The results: Mice that had been given fecal bacteria from food-allergic babies went into the life-threatening reaction called anaphylaxis. “The fecal bacteria from food-allergic subjects did not protect against food allergy, whereas the bacteria from control subjects did,” said Talal A. Chatila, MD, director of the Food Allergy Program at BCH and one of the Nature paper’s senior authors.

“It’s very complicated to look at all of the microbes in the gut and make sense of what they may be doing in food allergy, but by using computational approaches, we were able to narrow in on a specific group of microbes that are associated with a protective effect,” noted co-first author Georg Gerber, MD, PhD, MPH, co-director of the Massachusetts Host-Microbiome Center and chief of the division of computational pathology in the department of pathology at BWH. “Being able to drill down from hundreds of microbial species to just five or six or so has implications for therapeutics and, from a basic science perspective, means that we can start to figure out how these specific bacteria are conferring protection.”

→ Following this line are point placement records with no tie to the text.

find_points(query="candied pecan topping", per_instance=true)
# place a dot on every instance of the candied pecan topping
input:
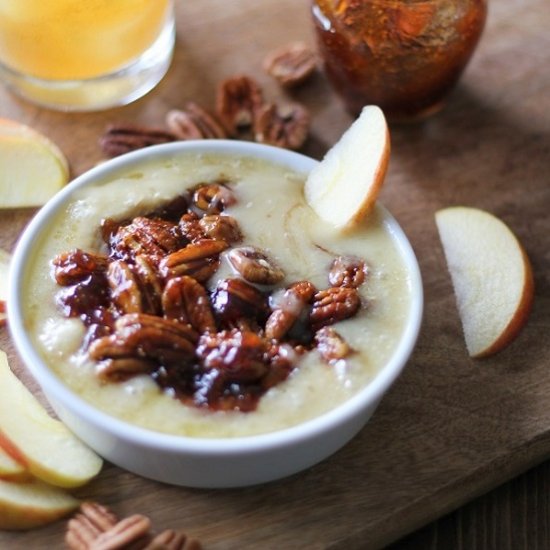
(199, 259)
(213, 198)
(237, 355)
(123, 138)
(235, 299)
(74, 266)
(221, 227)
(186, 300)
(173, 540)
(347, 271)
(291, 65)
(143, 235)
(125, 292)
(331, 345)
(194, 122)
(238, 99)
(282, 125)
(254, 266)
(332, 305)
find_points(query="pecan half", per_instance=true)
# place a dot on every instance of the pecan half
(185, 300)
(122, 138)
(173, 540)
(221, 227)
(194, 122)
(283, 126)
(237, 355)
(125, 292)
(74, 266)
(347, 271)
(332, 305)
(331, 345)
(235, 299)
(144, 235)
(199, 260)
(213, 198)
(238, 99)
(291, 65)
(254, 266)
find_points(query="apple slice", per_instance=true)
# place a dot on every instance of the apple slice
(43, 444)
(32, 504)
(32, 167)
(344, 186)
(4, 268)
(10, 469)
(491, 275)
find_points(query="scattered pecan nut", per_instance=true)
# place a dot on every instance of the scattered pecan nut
(332, 305)
(238, 99)
(123, 138)
(284, 126)
(194, 122)
(254, 266)
(291, 65)
(347, 271)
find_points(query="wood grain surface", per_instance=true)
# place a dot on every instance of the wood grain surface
(451, 428)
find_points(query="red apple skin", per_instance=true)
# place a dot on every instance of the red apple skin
(512, 330)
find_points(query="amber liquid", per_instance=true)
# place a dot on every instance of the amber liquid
(404, 56)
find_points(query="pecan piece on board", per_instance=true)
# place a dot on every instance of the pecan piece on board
(347, 271)
(173, 540)
(199, 260)
(234, 300)
(238, 99)
(291, 65)
(284, 126)
(331, 345)
(194, 122)
(123, 138)
(332, 305)
(92, 520)
(254, 266)
(185, 300)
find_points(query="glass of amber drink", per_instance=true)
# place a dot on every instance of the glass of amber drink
(82, 55)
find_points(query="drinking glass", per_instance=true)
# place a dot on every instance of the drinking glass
(85, 54)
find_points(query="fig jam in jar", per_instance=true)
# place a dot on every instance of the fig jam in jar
(403, 55)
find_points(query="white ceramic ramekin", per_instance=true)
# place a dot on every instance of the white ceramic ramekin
(195, 462)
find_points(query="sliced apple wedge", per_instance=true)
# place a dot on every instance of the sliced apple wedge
(32, 167)
(32, 504)
(344, 186)
(43, 444)
(10, 469)
(491, 275)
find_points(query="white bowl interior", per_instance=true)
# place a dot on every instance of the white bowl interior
(118, 440)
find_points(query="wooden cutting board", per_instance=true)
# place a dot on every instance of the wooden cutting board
(451, 428)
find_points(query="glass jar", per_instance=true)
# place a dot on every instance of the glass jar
(403, 55)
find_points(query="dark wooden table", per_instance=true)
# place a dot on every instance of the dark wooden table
(451, 429)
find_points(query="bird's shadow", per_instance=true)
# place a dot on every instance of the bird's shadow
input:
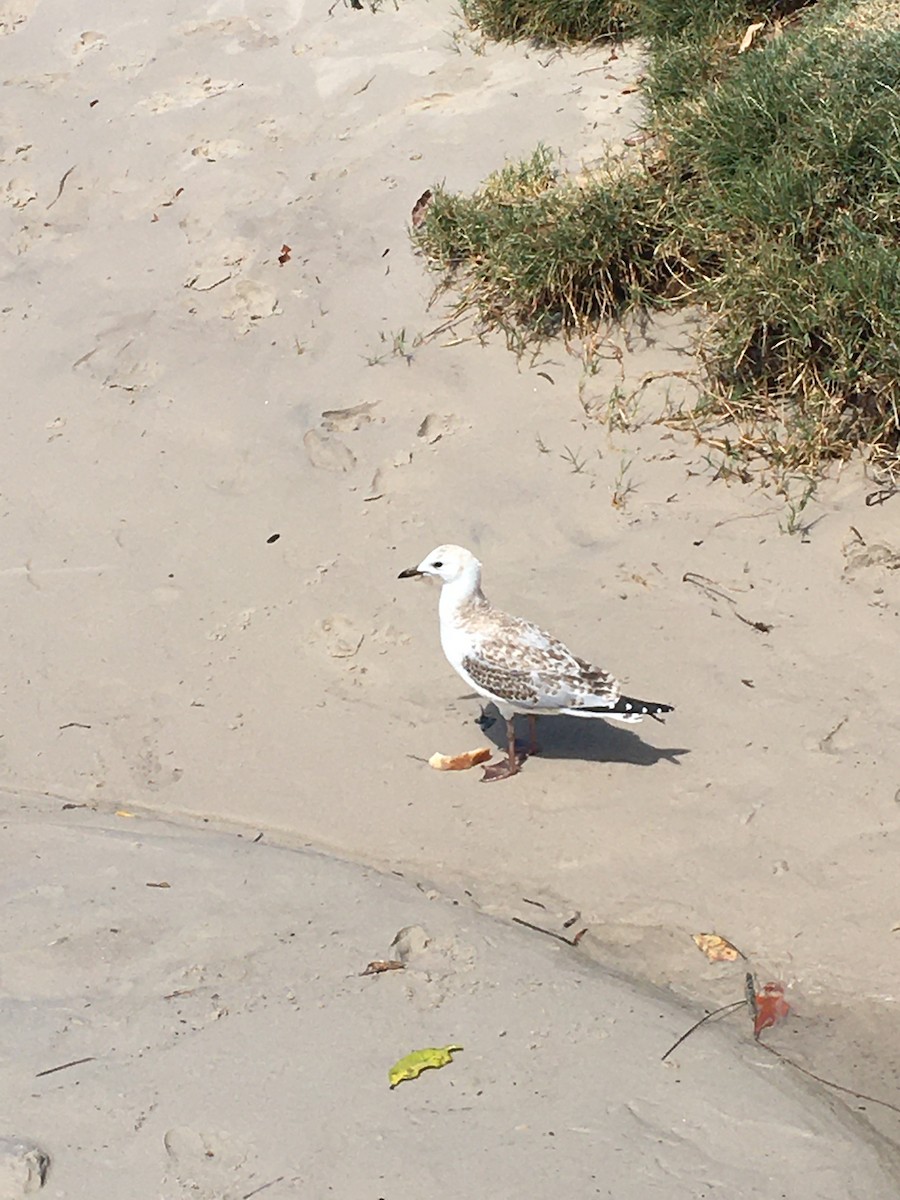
(573, 737)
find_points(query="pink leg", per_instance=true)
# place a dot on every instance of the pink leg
(504, 769)
(533, 748)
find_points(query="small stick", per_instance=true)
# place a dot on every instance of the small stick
(550, 933)
(61, 185)
(717, 1012)
(262, 1188)
(52, 1071)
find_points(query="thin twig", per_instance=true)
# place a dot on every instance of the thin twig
(717, 1012)
(550, 933)
(829, 1083)
(61, 185)
(64, 1066)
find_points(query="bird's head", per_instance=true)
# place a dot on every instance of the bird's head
(448, 564)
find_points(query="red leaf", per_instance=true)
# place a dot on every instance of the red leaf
(771, 1007)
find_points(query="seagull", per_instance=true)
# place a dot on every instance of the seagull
(513, 663)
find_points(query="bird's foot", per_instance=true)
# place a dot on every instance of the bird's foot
(502, 769)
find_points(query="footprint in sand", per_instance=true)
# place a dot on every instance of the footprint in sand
(251, 303)
(191, 93)
(120, 358)
(208, 1165)
(328, 453)
(90, 40)
(341, 637)
(437, 426)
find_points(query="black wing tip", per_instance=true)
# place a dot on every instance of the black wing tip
(631, 707)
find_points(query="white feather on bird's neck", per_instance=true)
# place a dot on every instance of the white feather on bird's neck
(461, 594)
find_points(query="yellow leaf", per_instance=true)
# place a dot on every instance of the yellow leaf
(748, 39)
(715, 948)
(419, 1061)
(459, 761)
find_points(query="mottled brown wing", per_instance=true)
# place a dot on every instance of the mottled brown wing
(525, 665)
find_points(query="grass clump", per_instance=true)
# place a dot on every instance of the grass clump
(772, 198)
(553, 22)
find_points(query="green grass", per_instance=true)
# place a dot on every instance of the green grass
(772, 197)
(553, 22)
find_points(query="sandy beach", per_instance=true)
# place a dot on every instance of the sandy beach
(215, 331)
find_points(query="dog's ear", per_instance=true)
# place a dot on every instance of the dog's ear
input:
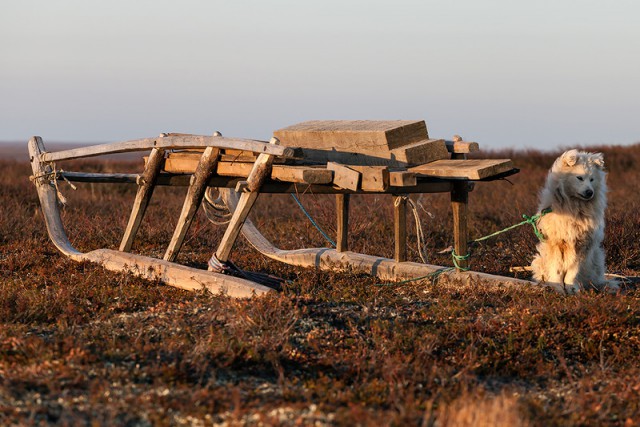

“This represents a sea change in our approach to therapeutics for food allergies,” added co-senior author Lynn Bry, MD, PhD, director of the Massachusetts Host-Microbiome Center at BWH. “We’ve identified the microbes that are associated with protection and ones that are associated with food allergies in patients. If we administer defined consortia representing the protective microbes as a therapeutic, not only can we prevent food allergies from happening, but we can reverse existing food allergies in preclinical models.”

Chatila, Gerber, and Bry are founders and have equity in Consortia Therapeutics, a company that is developing a live human biotherapeutic product (CTX-944). (Rima Rachid, MD, assistant director of the Food Allergy Program at BCH and another co-senior author of the Nature paper, also has equity in the company.) Consortia Therapeutics is preparing for a Phase Ib trial in pediatric food allergy, followed by expansion into additional allergic diseases.